According to the Pension Protection Fund (PPF), final salary schemes are in the red to the tune of £242 billion, compared to £205 billion at the end of February – the worst deficit since PPF records began in March 2003.

The widening gap comes despite scheme investments rising by £25 billion because, at the same time, liabilities rose by £62 billion. This was a result of declining gilt yields, a direct consequence of quantitative easing.

For final salary members, the scheme deficit does not actually have any direct impact unless the employer becomes insolvent, in which case, some compensation should be available from the PPF.

But with 90 per cent of schemes now in deficit, and a difficult trading environment, it seems inevitable that more people will end up being paid their pension by the PPF. While the PPF is a very welcome safety net indeed, falling into it does mean that some members lose significant benefits.
 
Laith Khalaf, pensions analyst at Hargreaves Lansdown, says, ‘Increasing pension deficits do not have an immediate effect on the benefits of members, but they do have cost implications for employers which may ultimately be passed on to the workforce.

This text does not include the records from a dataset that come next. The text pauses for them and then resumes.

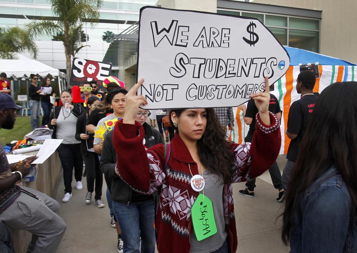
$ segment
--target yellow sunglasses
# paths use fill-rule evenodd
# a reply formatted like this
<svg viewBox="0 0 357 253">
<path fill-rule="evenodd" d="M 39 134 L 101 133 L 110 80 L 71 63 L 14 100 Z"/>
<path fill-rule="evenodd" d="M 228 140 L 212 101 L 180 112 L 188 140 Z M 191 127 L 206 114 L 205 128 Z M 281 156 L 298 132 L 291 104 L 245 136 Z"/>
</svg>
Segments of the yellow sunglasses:
<svg viewBox="0 0 357 253">
<path fill-rule="evenodd" d="M 82 86 L 81 87 L 81 91 L 84 91 L 86 90 L 87 90 L 87 91 L 92 91 L 92 90 L 93 88 L 91 87 L 83 87 Z"/>
</svg>

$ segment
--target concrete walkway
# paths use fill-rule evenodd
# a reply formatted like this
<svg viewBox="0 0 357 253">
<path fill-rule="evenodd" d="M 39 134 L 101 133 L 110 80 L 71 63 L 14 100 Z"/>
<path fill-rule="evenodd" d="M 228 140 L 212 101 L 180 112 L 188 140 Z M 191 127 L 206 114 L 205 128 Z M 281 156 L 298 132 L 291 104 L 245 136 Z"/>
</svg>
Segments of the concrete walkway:
<svg viewBox="0 0 357 253">
<path fill-rule="evenodd" d="M 278 164 L 282 171 L 286 163 L 285 156 L 280 155 Z M 60 246 L 60 253 L 117 252 L 116 231 L 110 225 L 110 217 L 105 197 L 106 186 L 104 180 L 102 200 L 104 208 L 97 207 L 94 196 L 90 204 L 84 201 L 87 192 L 86 178 L 82 180 L 83 189 L 75 189 L 73 177 L 73 197 L 62 202 L 64 186 L 62 176 L 55 196 L 61 205 L 60 215 L 67 224 L 66 233 Z M 284 203 L 278 203 L 278 194 L 271 184 L 268 172 L 257 179 L 255 196 L 249 198 L 239 194 L 244 183 L 233 185 L 235 212 L 238 239 L 237 252 L 244 253 L 287 253 L 290 249 L 280 239 L 281 224 L 276 220 L 284 208 Z"/>
</svg>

‘It is probable that we will continue to see scheme closures as employers look to reduce their pension commitments; we are also likely to see more scheme failures as the year progresses. This will put more and more emphasis on defined contribution pensions in the future, where members have to take responsibility for their own investment risks.’

For those that have already retired, the PPF will guarantee 100 per cent of your benefits without limit.

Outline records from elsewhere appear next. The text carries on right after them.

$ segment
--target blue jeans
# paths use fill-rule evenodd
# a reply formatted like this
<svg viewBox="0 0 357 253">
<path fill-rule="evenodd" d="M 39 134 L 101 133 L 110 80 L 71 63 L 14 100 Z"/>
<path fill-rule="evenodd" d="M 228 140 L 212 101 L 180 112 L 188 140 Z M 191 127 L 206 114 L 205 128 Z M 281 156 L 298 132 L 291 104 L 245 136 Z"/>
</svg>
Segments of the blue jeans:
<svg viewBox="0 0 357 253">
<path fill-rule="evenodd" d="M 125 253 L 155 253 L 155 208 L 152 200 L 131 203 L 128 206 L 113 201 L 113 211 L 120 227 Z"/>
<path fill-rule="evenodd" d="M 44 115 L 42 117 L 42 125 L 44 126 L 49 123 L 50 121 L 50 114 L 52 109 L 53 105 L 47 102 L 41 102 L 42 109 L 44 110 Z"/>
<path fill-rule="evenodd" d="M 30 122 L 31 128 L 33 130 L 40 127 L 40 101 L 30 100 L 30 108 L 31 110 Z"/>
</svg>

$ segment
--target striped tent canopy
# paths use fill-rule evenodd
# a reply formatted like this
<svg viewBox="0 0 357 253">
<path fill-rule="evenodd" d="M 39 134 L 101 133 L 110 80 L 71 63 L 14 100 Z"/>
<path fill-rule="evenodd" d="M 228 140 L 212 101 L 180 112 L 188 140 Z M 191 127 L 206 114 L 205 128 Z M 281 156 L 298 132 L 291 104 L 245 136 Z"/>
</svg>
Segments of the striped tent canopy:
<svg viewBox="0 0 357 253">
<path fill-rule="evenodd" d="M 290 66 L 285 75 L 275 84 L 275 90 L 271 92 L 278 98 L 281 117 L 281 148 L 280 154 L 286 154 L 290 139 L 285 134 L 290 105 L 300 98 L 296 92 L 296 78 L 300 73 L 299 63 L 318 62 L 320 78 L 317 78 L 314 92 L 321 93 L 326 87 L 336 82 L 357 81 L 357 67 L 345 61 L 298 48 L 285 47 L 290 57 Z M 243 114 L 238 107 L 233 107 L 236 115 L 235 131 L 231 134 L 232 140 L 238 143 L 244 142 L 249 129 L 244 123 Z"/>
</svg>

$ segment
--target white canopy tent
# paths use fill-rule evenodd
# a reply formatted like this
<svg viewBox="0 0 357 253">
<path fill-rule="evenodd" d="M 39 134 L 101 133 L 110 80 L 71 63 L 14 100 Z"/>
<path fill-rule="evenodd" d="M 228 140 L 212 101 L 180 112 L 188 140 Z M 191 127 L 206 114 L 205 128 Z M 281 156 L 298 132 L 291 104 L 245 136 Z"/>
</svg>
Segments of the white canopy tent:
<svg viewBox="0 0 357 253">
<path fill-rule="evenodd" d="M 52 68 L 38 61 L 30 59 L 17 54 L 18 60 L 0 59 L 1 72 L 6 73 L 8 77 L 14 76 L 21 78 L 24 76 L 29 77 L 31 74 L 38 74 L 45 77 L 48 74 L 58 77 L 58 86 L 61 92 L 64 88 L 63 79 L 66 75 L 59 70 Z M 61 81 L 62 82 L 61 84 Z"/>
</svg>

However the PPF will not index-link benefits earned before 1997. If your entire pension was built up prior to this you will receive a level payment for the rest of your life.

For someone who has just retired at 65 on a £20,000 pension, over his lifetime this could amount to lost income totalling £154,000 (assuming inflation runs at three per cent). Benefits built up after 1997 are index-linked but subject to a 2.5 per cent annual cap.

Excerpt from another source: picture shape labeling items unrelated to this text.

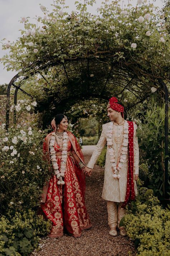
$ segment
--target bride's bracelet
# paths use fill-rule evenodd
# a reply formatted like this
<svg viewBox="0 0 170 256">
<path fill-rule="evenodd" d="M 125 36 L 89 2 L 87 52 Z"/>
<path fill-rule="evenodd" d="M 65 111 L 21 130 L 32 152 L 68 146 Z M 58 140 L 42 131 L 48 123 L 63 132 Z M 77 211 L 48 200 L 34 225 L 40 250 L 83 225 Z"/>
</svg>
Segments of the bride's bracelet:
<svg viewBox="0 0 170 256">
<path fill-rule="evenodd" d="M 84 167 L 85 167 L 85 165 L 84 165 L 83 163 L 81 162 L 81 161 L 80 161 L 79 163 L 78 163 L 79 165 L 79 167 L 80 168 L 80 169 L 82 169 Z"/>
</svg>

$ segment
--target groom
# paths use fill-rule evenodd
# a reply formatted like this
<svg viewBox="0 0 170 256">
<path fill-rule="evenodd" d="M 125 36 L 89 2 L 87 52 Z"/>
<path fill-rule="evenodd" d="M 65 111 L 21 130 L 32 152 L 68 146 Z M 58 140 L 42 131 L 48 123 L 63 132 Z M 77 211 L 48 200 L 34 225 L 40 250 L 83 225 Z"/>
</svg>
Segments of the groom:
<svg viewBox="0 0 170 256">
<path fill-rule="evenodd" d="M 119 227 L 126 214 L 124 207 L 137 194 L 139 148 L 137 126 L 123 118 L 123 107 L 112 97 L 107 107 L 110 122 L 103 125 L 102 131 L 89 163 L 85 167 L 90 176 L 95 163 L 107 144 L 104 183 L 102 197 L 107 201 L 110 235 L 117 235 L 118 224 L 121 235 L 126 235 L 124 227 Z"/>
</svg>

If you haven’t reached retirement, then the PPF guarantees 90 per cent of the benefits that you have built up, but to a maximum of £28,743 at age 65. Again, once in payment, compensation will not be index-linked for any benefits earned before 1997; benefits earned after this date will be index-linked to a maximum of 2.5 per cent per year.

Tom McPhail, head of pensions research at Hargreaves Lansdown, adds, ‘What all this boils down to is a very simple and important message for all workers – you need to spend less and save more.’